Ever wonder what it would be like if everything that was going to go wrong in a week would all go wrong on the same day? Start the day out with a headache. An equipment delivery waiting on the dock on arrival, leaving no time for coffee -- coffee may have helped at that point.
skip the next paragraph if you don't like listening to detailed whining about work
Then find out that a miscommunication from the distributor suddenly puts you three months behind in equipment warranty extension registrations. These have to be entered manually from our database to the manufacturer's. And due to some damaged or defective Java application on the website, the program only accepts one warranty application per login. So, after each piece of equipment, I had to completely shut down the all sessions of the browser, and re-log the session.
Well, as a result of all this mandatory logging out of the computer, I couldn't maintain a decent Tweet presence. The few times I was able to log in, the talk seemed to be dominated by shoes, and by the next time I was able to look, the tweets had gravitated to feta cheese vs goat cheese.
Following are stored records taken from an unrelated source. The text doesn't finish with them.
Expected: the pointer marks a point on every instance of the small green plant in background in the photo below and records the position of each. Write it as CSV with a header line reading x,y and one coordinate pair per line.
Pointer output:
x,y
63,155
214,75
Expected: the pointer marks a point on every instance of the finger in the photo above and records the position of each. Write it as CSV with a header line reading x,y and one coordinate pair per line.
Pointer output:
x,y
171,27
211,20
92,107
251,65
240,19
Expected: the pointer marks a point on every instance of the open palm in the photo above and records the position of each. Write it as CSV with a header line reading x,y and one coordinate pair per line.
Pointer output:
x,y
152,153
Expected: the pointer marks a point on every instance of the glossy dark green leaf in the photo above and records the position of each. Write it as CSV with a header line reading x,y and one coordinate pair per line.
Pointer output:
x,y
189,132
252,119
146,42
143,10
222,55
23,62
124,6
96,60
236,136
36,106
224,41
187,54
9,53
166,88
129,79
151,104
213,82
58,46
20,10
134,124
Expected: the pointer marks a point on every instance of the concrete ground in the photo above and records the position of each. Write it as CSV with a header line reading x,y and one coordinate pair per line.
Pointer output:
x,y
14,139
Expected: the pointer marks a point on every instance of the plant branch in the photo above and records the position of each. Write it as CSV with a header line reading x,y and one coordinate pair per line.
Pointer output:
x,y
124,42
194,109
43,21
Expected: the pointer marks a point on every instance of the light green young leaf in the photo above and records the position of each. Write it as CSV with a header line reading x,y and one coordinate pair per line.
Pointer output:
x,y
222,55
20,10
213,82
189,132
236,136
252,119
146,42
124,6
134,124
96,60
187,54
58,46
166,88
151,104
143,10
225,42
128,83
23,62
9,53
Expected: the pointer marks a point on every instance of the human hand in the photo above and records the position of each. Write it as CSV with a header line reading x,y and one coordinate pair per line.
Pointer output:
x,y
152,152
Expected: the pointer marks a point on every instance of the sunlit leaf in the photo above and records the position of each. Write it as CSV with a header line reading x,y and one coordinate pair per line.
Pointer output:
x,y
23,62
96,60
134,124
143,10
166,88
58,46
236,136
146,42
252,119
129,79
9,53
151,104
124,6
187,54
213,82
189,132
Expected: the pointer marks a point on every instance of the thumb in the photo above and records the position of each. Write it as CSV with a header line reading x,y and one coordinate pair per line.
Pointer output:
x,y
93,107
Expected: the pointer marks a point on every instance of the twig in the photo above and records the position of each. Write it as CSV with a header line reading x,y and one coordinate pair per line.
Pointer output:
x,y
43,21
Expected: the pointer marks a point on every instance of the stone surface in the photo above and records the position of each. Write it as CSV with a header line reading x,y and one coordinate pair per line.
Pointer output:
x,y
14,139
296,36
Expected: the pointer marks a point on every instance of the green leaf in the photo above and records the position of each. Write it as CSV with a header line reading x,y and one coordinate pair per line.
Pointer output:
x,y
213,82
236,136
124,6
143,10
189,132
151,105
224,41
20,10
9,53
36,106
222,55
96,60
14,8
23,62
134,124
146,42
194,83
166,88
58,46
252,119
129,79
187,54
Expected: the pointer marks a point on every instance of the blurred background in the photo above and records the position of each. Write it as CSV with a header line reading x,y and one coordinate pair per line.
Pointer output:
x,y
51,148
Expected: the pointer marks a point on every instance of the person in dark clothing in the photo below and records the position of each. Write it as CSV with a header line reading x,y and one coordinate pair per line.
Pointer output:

A perfectly logical transition, lady shoes >> smelly cheese >> but without me to point out this brilliant insight, the talk drifted quietly back to shoes. A silenced smartass deprived of his soap box. I'll get you back, ladies! Yes, tomorrow the shoes will be on other feet!
Upon arrival at home, I had minutes to get over to the meeting of the local Business Association. I came in late, and the item my wife and I were concerned with, a proposed mandatory Business Improvement District, was not on the agenda. Perhaps all of our opposition has paid off. A statement by one of the officers summarized the mood. He said that those who came to the meeting to voice opposition perhaps did not belong there. So, having re-read Alice in Wonderland, I considered it again. Slowly, now: anyone who voices disagreement is not welcome at the meeting? OOOOkeydokey! Future meetings should proceed a lot more smoothly without all that discussion getting in the way. We'll just all vote "yes" to everything. After all, why waste time discussing an issue if everybody is on the same side? Next time we bring the pitchforks and torches. A perfect way to end the day.
No, wait, i almost left out the good part: after I told my wife about the meeting, she said "Let the Drinking Begin!" All those in favor - say "AYE!".